Das Areal bietet bereits heute ökologisch wertvolle Strukturen. Daher sollen bei der zukünftigen Entwicklung des Quartiers eine größtmögliche Vielfalt an unterschiedlichen Habitaten und Mikro-Lebensräumen geschaffen und wenn möglich, erhalten werden. Nach der Idee des „Animal Aided Designs“ sind konzeptionell für verschiede, repräsentative Arten Lebensräume geplant. So soll einer Vielzahl von Lebewesen Lebensraum angeboten und zu einer hohen Biodiversität im Quartier beitragen werden. Dichte Baumhaine und Staudenpflanzungen, trockene und feuchte Biotope ergänzen sich mit offen, blütenreichen Wiesen. Auch die Innenhöfe sollen unter dem Gesichtspunkt hoher Lebensraumvielfalt gestaltet werden, so z.B. durch die wechselfeuchten Retentionsräume, oder die angrenzenden Hecken und Privatgärten. Die Straßen und Parkbäume werden mit Vogelnährgehölzen und Obstbäumen komplettiert.

Klimaanpassung und „cradle to cradle“
Für das Wasserkonzept wird eine ganzheitliches, in sinnvollen Kreisläufen organisiertes, klimaangepasstes Gesamtkonzept vorgeschlagen. Ziel ist die Etablierung/Erhalt eines natürlichen Wasserhaushalts - d.h. Verdunstung, Grundwasserneubildung und Oberflächenabfluss ähnlich einer unbebauten Fläche. Das Regenwasser wird komplett vom Kanal entkoppelt und im Gebiet dezentral und oberflächig bewirtschaftet. Das notwendige Retentionsvolumen wird dabei auf das gesamte Gebiet integriert bereitgestellt. Die dafür notwendigen Funktionen zur naturnahen Regenwasserbewirtschaftung werden durch die Konzeptbausteine Gründächer (mit Wassereinstau), Retentions- und Wasserflächen, oberflächigen Mulden-Gräben-Rinnen, Zisternen, Filterbiotope etabliert.

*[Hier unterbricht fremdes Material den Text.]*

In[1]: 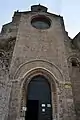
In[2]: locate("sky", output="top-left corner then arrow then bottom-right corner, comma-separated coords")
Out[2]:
0,0 -> 80,38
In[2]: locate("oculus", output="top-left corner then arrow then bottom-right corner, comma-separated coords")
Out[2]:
31,15 -> 51,29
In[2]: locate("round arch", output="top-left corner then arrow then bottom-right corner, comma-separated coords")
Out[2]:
19,68 -> 59,120
68,55 -> 80,67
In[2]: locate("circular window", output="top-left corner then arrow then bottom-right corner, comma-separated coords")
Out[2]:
31,16 -> 51,29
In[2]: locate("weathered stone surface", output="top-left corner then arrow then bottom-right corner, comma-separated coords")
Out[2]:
0,4 -> 80,120
0,82 -> 12,120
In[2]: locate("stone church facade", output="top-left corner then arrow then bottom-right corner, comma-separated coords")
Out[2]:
0,4 -> 80,120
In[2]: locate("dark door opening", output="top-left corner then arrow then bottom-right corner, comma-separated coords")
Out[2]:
25,100 -> 39,120
25,75 -> 52,120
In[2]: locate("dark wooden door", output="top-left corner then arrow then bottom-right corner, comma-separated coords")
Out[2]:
25,75 -> 52,120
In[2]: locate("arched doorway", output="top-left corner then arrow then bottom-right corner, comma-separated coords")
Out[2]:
25,75 -> 52,120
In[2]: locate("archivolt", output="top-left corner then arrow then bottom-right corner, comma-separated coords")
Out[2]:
13,59 -> 64,83
19,67 -> 59,119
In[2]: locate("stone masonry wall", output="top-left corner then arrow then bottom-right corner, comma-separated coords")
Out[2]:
8,11 -> 76,120
0,7 -> 78,120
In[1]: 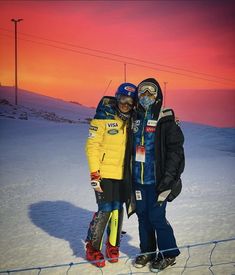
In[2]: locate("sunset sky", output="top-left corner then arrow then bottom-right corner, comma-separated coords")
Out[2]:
1,1 -> 235,126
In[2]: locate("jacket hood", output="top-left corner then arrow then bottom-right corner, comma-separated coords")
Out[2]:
137,78 -> 163,119
138,78 -> 163,105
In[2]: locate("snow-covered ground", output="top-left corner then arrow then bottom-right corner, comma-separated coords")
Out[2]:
0,86 -> 95,123
0,88 -> 235,275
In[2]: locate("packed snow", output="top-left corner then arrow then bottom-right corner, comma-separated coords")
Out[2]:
0,87 -> 235,275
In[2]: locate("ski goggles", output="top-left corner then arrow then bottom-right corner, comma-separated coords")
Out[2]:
138,82 -> 158,97
117,95 -> 134,107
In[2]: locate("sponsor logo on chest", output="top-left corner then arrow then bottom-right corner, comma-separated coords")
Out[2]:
133,120 -> 140,133
145,126 -> 156,133
108,129 -> 119,135
134,120 -> 140,126
145,120 -> 157,133
107,122 -> 118,128
147,120 -> 157,127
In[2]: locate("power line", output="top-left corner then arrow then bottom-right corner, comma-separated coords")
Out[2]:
1,32 -> 234,86
1,27 -> 234,83
0,33 -> 126,63
2,27 -> 235,84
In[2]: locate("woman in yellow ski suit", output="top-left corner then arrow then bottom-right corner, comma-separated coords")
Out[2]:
85,83 -> 137,267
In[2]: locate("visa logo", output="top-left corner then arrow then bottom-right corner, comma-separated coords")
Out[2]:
107,122 -> 118,127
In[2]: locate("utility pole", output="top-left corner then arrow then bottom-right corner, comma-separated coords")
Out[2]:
163,81 -> 168,107
11,18 -> 23,105
124,63 -> 127,82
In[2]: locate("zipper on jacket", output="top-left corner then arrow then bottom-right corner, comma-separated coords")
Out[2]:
102,153 -> 105,162
154,161 -> 157,183
140,110 -> 147,184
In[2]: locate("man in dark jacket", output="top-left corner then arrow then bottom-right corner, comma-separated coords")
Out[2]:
132,78 -> 185,272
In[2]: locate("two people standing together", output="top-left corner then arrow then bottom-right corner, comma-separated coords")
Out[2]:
85,78 -> 185,272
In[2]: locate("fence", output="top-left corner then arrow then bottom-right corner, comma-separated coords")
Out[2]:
0,237 -> 234,274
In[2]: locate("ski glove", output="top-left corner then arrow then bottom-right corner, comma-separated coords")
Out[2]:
156,176 -> 173,204
90,171 -> 103,192
167,178 -> 182,202
157,176 -> 182,203
157,176 -> 174,193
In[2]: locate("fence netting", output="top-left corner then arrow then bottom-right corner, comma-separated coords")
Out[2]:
0,237 -> 234,274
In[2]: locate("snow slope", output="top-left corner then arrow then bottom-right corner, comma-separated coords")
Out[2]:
0,89 -> 235,275
0,86 -> 95,123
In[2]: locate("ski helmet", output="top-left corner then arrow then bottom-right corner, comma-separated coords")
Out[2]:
115,83 -> 137,101
115,82 -> 137,121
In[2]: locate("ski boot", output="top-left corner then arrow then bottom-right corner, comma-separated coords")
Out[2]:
86,241 -> 105,268
106,241 -> 119,263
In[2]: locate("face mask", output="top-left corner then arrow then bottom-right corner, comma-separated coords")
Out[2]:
139,95 -> 155,109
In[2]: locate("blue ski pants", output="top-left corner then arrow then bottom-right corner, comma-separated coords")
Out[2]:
134,184 -> 180,258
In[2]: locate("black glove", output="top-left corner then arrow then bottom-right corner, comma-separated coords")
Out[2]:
157,176 -> 182,203
167,179 -> 182,202
157,176 -> 174,193
156,176 -> 174,205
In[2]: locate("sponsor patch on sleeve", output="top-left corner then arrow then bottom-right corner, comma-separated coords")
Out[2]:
89,125 -> 98,131
88,132 -> 96,139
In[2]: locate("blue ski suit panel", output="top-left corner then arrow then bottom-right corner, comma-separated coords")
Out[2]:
132,108 -> 157,185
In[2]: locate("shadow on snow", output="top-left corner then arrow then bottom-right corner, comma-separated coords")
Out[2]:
28,200 -> 139,259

Diese technischen Funktionen werden als prägende Elemente in der Gestaltung und Atmosphäre des Freiraums sichtbar. Für die Starkregenvorsorge gewährleistet eine entsprechend integrierte Entwässerungstopografie und Rückhaltemöglichkeiten in den Grünbereichen Sicherheit. Der Teich als „blaues Herz“ sowie die verbindende Gracht und die Gräben sorgen für ein besseres Kleinklima auch an heißen Tagen, für Lebens- und Gestaltqualität, sind „place-making“. Sie sind ebenso zentrales Element der Regenwasserbewirtschaftung. Eine Regenwassernutzung in den Gebäuden zur Bewässerung, als Brauchwasser z.B. in den Toiletten wäre ebenso denkbar und wünschenswert.

Die oberflächige Regenwasserbewirtschaftung, das hohe Grünvolumen, die durchlässigen in der Fläche minimierten Beläge und die grünen Fassaden- und Dachflächen sollen effektiv der Aufheizung entgegenwirken.

Wie wir bauen – die Materialität orientiert sich an den nachhaltigen Grundsätzen von „Cradle2Cradle“. Wiederverwendbare, robuste und durchlässige Beläge in Kombination mit akzentuierenden ortstypischen massiven Natursteinaufkantungen, wie z.B. Sitzmauern sollen so die befestigten Bereiche prägen. Die Pflanzenauswahl folgt der potentiellen natürlichen Vegetation, aber auch an den sich verändernden klimatischen Herausforderungen.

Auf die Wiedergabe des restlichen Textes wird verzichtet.